Orlando Sentinel

For-profit colleges’ accreditat­ion in peril

- By Caitlin McGlade

Dozens of for-profit colleges in South Florida could lose accreditat­ion after a federal decision to strip authority from the agency that approved them.

Schools, including the Florida Technical College, Digital Media Arts College and the Lincoln Technical Institute, must agree to increased government oversight and apply to a new accreditat­ion agency if they wish to keep their status.

That label is required to continue receiving federal student aid. Accredited schools also are more likely to attract high-quality faculty and students and are more likely to get permission to add academic programs than those that are not, said Curtis Austin, director of Florida Associatio­n of Postsecond­ary Schools and Colleges.

Students who finish their diplomas within the next 18 months will not be affected as long as their colleges agree to additional monitoring, transparen­cy, oversight and accountabi­lity measures. The move will not compromise the quality of their diplomas, according to the U.S. Department of Education.

About 250 institutio­ns receiving federal student aid earned accreditat­ion through the agency determined unfit to oversee them. More than 100 career colleges in Florida bear the agency’s seal of approval, Curtis said.

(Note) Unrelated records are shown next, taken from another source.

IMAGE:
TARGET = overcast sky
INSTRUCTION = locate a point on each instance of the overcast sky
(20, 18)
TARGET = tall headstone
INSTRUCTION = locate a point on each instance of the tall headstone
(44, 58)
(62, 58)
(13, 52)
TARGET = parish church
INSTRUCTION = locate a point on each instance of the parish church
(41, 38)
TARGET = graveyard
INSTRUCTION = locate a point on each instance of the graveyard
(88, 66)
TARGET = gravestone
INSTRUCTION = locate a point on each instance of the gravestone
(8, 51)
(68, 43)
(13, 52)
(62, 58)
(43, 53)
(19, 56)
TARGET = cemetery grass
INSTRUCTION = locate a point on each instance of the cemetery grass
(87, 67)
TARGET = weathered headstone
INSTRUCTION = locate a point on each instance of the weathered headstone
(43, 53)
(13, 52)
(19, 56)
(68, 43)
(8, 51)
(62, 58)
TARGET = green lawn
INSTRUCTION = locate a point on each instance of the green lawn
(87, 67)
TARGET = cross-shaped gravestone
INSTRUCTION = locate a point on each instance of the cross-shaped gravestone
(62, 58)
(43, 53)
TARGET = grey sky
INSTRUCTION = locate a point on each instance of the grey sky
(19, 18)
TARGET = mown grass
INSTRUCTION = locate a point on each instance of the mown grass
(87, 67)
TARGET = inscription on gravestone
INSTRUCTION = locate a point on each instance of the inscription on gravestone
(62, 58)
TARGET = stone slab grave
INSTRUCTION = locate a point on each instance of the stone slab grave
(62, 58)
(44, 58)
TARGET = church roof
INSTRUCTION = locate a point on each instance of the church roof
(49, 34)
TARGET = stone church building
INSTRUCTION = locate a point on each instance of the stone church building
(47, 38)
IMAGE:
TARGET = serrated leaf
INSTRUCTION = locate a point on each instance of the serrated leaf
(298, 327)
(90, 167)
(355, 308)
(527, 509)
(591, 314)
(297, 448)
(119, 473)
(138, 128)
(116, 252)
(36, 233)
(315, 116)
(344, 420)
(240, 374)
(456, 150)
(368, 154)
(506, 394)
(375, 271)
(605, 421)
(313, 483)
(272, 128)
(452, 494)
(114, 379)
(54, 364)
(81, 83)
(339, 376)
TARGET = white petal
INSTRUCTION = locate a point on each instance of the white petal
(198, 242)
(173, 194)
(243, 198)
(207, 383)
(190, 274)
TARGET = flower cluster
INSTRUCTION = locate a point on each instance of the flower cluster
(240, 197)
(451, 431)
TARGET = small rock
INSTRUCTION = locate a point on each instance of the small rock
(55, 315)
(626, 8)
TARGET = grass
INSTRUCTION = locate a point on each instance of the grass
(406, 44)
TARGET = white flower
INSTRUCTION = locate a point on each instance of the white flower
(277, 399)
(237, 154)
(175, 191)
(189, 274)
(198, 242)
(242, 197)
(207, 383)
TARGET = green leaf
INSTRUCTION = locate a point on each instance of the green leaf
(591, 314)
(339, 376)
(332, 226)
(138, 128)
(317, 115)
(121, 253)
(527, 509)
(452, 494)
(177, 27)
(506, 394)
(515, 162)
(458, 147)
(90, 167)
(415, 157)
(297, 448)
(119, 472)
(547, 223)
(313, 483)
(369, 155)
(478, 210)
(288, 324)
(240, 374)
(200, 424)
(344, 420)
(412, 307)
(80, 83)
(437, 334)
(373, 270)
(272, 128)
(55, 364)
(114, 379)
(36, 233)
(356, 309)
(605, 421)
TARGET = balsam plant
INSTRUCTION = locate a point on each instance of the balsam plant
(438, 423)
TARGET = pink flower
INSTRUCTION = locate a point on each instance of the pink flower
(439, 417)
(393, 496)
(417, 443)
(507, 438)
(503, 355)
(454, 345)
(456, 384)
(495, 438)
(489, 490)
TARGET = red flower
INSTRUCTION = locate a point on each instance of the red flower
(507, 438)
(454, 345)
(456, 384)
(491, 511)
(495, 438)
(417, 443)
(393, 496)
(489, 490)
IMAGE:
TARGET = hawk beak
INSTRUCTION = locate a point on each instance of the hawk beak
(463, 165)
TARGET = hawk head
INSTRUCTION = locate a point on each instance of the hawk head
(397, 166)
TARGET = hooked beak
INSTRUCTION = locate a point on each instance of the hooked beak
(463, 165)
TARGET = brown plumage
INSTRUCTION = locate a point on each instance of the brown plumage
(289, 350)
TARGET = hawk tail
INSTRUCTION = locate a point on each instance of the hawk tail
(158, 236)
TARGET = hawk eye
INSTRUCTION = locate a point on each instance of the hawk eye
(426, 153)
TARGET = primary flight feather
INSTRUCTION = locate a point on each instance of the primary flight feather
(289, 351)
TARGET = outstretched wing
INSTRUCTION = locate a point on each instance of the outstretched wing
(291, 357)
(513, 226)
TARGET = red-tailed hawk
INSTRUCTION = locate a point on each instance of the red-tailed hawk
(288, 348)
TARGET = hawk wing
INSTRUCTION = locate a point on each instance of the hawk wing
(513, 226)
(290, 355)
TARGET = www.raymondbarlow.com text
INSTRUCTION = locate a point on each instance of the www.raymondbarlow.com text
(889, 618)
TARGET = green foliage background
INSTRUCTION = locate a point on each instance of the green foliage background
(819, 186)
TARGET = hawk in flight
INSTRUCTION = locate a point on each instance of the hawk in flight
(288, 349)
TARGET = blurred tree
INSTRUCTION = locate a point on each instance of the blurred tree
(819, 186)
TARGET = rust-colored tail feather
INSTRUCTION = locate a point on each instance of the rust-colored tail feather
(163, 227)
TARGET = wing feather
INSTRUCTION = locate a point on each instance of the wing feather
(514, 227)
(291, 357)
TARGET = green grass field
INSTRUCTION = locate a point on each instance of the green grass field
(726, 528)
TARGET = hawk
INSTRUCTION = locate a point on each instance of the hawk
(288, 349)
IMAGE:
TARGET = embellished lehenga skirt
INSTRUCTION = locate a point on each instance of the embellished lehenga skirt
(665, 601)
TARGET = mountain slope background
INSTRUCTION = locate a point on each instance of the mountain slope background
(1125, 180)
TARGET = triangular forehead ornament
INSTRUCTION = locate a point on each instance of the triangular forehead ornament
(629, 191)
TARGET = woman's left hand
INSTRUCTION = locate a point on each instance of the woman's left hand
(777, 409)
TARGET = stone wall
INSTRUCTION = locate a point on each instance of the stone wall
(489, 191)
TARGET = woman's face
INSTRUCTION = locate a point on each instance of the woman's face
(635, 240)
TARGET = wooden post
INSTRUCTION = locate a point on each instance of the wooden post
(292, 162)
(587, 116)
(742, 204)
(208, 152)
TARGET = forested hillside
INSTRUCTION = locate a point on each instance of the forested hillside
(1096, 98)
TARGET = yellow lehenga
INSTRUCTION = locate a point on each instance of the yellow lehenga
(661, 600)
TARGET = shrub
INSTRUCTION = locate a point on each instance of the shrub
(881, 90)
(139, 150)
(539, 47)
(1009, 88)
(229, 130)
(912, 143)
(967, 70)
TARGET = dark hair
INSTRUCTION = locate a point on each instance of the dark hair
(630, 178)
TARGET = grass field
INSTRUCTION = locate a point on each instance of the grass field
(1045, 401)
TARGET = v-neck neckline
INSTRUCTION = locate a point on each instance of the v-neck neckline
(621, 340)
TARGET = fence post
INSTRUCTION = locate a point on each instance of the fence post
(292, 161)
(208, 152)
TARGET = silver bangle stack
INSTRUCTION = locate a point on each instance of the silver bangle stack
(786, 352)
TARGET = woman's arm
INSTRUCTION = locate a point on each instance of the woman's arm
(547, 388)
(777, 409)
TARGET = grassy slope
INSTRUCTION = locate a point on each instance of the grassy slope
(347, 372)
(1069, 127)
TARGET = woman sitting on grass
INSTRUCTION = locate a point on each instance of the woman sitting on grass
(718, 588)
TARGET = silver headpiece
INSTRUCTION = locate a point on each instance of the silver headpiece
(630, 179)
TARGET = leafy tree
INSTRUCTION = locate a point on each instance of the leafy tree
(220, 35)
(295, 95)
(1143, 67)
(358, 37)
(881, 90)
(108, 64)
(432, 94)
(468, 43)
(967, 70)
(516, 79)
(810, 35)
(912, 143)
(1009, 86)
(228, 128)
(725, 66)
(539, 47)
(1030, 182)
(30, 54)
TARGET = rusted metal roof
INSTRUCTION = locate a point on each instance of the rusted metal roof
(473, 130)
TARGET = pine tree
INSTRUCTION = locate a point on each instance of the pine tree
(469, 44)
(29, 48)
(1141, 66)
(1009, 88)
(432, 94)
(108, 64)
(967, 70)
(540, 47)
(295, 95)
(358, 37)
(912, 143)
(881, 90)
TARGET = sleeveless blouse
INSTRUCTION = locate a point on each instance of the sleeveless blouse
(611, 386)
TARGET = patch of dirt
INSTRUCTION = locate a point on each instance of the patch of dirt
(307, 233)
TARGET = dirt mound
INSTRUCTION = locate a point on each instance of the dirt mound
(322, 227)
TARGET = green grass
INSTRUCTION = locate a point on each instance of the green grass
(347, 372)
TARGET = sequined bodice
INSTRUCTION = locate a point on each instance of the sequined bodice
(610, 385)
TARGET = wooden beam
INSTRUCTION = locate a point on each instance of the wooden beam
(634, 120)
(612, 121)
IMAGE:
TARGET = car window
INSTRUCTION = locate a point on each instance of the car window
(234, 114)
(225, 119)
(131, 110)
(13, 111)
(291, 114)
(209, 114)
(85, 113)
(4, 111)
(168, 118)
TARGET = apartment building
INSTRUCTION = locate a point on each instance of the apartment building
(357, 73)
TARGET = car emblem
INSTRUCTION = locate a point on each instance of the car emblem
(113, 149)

The U.S. Department of Education said the agency, the Accreditin­g Council for Independen­t Colleges and Schools, failed to properly monitor the institutio­ns it approved and was too lax on student achievemen­t standards, among other violations.

“What this decision reflects is the fact that ACICS was an agency that for years was little more than a rubber stamp for some highly problemati­c colleges,” said Ben Miller, senior director for postsecond­ary education at the Center for American Progress.

His Washington, D.C.-based organizati­on released a report in June that found 90 instances when the agency named campuses or colleges to its honor roll about the same time the state or federal government was investigat­ing them.

That included FastTrain College in Miami. The U.S. Department of Justice filed a complaint against the institutio­n in 2014, saying that it hired strippers and attractive women to persuade men to enroll. The former president was later convicted of stealing millions in federal financial aid, according to the report.

“It gets named on [the agency’s] honor roll, and a year later it’s being raided by the FBI for fraud,” Miller said.

The council also accredited Corinthian Colleges, which was ordered in March to pay more than $1 billion for defrauding its students.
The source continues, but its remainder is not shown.